LLM-driven Provenance Forensics for Threat Investigation and Detection
Kunal Mukherjee, Murat Kantarcioglu
TL;DR
ProvSEEK tackles scalability and interpretability gaps in provenance-based forensics by introducing an agentic, LLM-powered framework that orchestrates specialized tools and bounded provenance queries. It combines Retrieval-Augmented Generation, chain-of-thought reasoning, and a verification-first design to ground all conclusions in verifiable system evidence. Across seven public DARPA datasets, ProvSEEK outperforms retrieval-based baselines with up to 34% gains in contextual precision/recall for intelligence extraction and 22%/29% gains in precision/recall for threat detection, while maintaining practical latency and token usage.
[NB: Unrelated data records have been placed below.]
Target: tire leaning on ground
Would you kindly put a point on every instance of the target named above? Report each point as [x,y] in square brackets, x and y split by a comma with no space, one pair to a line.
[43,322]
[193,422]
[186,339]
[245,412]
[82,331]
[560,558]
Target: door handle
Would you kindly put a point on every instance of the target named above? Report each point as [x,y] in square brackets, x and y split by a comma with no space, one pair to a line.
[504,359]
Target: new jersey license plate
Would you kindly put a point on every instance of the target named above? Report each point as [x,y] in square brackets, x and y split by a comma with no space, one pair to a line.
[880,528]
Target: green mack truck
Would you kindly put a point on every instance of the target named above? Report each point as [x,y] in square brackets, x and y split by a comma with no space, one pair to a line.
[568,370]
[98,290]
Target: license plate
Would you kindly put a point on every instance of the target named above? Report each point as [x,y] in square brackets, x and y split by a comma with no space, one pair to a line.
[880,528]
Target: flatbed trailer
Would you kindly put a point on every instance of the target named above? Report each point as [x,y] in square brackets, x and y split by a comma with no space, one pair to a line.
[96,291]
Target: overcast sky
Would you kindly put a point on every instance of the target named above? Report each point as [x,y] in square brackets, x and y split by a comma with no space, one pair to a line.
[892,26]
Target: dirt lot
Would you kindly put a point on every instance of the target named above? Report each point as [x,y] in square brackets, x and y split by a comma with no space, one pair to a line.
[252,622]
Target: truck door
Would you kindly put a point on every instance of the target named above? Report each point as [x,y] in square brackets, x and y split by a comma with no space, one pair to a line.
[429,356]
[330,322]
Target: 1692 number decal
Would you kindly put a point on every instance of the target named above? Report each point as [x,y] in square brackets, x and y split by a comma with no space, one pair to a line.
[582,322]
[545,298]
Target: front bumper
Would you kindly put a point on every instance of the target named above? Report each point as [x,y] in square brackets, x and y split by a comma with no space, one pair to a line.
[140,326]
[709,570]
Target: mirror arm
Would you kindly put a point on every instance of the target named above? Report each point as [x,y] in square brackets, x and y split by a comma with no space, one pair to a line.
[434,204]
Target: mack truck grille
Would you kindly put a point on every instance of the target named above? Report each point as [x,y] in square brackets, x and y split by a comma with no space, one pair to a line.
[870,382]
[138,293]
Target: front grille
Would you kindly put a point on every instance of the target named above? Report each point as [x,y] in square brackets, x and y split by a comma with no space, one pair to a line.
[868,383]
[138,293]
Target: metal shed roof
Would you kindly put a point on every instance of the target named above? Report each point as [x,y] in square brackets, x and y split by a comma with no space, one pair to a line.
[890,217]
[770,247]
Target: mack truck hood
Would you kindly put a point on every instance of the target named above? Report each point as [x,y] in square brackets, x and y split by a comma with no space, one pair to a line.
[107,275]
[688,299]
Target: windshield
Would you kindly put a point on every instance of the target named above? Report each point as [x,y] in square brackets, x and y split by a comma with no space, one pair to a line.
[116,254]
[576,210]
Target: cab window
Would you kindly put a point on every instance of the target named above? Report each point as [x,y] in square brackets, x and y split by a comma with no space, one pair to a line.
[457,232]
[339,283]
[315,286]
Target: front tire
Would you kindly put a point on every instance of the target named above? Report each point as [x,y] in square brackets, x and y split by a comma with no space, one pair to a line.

The work demonstrates scalable, interpretable automated provenance analytics with extensive ablations validating each component’s contribution, signaling a path toward deployable, grounded forensics without task-specific environment training.
Abstract
We introduce PROVSEEK, an LLM-powered agentic framework for automated provenance-driven forensic analysis and threat intelligence extraction. PROVSEEK employs specialized toolchains to dynamically retrieve relevant context by generating precise, context-aware queries that fuse knowledge from threat reports with evidence from system provenance data. The framework resolves provenance queries, orchestrates multiple role-specific agents, and synthesizes structured, ground-truth verifiable forensic summaries. By combining agent orchestration with Retrieval-Augmented Generation (RAG) and chain-of-thought (CoT) reasoning, data-guided filtration using a behavioral model, PROVSEEK enables adaptive multi-step analysis that iteratively refines hypotheses, verifies supporting evidence, and produces scalable, interpretable forensic explanations of attack behaviors. PROVSEEK is designed for automated threat investigation without task-specific training data, enabling forensic-style investigation even when no prior knowledge of the environment. We conduct a comprehensive evaluation on publicly available DARPA datasets, demonstrating that PROVSEEK outperforms retrieval-based methods for the intelligence extraction task, achieving a 34% improvement in contextual precision/recall; and for threat detection task, PROVSEEK achieves 22%/29% higher precision/recall compared to both a baseline agent approach and State-Of-The-Art (SOTA) Provenance-based Intrusion Detection System (PIDS). In our scalability study, we show that PROVSEEK increases token usage by 1.42x and latency by 1.63x as the database size increases 50x, making it optimal for large-scale deployment. We also conducted an ablation and error analysis study to show how different components of PROVSEEK affect the detection performance.